In conjunction with its Consumer Direct Acceleration strategy, introduced on Thursday, Nike expects there to be a "net loss of jobs," the company confirmed to Retail Dive via email. Complex first reported the news.
Although the company reported a $790 million loss for Q4, a company spokesperson said the layoffs were not related to losses incurred by the pandemic. Instead, any savings will be "reinvested into our priorities," the company said.
Nike said it is committed to acting with "thoughtful and robust severance practices" toward any employees impacted by the reductions.
Nike's Q4 results on Thursday displayed in full force the challenges of even strong retailers in the face of a pandemic that forced most retailers to close their stores for months.
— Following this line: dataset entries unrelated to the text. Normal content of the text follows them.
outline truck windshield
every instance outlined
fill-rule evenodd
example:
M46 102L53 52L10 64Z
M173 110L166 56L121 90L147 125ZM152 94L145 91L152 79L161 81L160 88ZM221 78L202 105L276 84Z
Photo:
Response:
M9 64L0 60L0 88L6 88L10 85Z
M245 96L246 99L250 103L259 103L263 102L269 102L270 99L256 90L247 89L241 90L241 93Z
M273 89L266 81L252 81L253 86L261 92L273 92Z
The athletic retailer's revenue fell by 38%, and in North America it was down by 46%.
At the same time, though, the retailer announced the next phase of its consumer direct strategy, which aims to take further advantage of the success the company has seen in digital. Digital sales grew 75% in the quarter and represented nearly 30% of the company's total business for that period.
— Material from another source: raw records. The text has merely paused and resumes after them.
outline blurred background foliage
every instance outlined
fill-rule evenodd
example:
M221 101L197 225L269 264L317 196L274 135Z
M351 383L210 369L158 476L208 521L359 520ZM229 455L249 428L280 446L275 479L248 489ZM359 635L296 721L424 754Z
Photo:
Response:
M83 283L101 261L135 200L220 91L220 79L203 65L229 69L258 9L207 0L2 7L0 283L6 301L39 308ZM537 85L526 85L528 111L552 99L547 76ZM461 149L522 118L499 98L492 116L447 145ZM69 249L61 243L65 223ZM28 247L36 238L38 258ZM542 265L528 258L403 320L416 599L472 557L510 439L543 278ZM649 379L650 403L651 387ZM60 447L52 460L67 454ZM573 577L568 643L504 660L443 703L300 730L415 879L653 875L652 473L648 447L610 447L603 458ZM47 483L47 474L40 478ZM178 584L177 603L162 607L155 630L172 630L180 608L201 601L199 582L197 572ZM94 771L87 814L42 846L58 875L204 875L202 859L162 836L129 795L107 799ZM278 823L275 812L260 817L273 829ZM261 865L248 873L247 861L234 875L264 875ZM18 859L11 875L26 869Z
The Consumer Direct Acceleration is focused on three key areas, the creation of a "marketplace of the future," a realignment of product categories and more investment in digital. On a conference call with analysts on Thursday, CEO John Donahoe said that changes to its category approach would allow the company to "significantly simplify" the organization. These reductions seem aimed at simplification.
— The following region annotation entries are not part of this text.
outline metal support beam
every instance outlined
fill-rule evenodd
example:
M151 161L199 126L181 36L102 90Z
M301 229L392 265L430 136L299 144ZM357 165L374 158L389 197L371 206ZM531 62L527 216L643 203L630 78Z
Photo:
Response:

"We are building a flatter, nimbler company and transforming Nike faster to define the marketplace of the future," the company said in a statement.
A Nike spokesperson did not immediately respond to questions about how many employees would be impacted by the layoffs and in what areas of the business. The report by Complex, which cited an email Donahoe sent to employees, said the cuts would likely not impact workers at retail stores, distribution centers and manufacturing facilities, but did not give details on which parts of the company were likely to be hit.
Despite the lower than anticipated results, analysts remain positive about the retailer's business, which has recovered in Greater China so that revenues were only down 3% in the quarter.
Susquehanna Financial Group analysts, led by Sam Poser, pointed to the impacts Nike's new plans for its consumer direct strategy could have on the company's wholesale partners, which are being pared down.
"Nike has the keys to most every large and small athletic retailers' success, and those keys are becoming more valuable," the analysts said in emailed comments.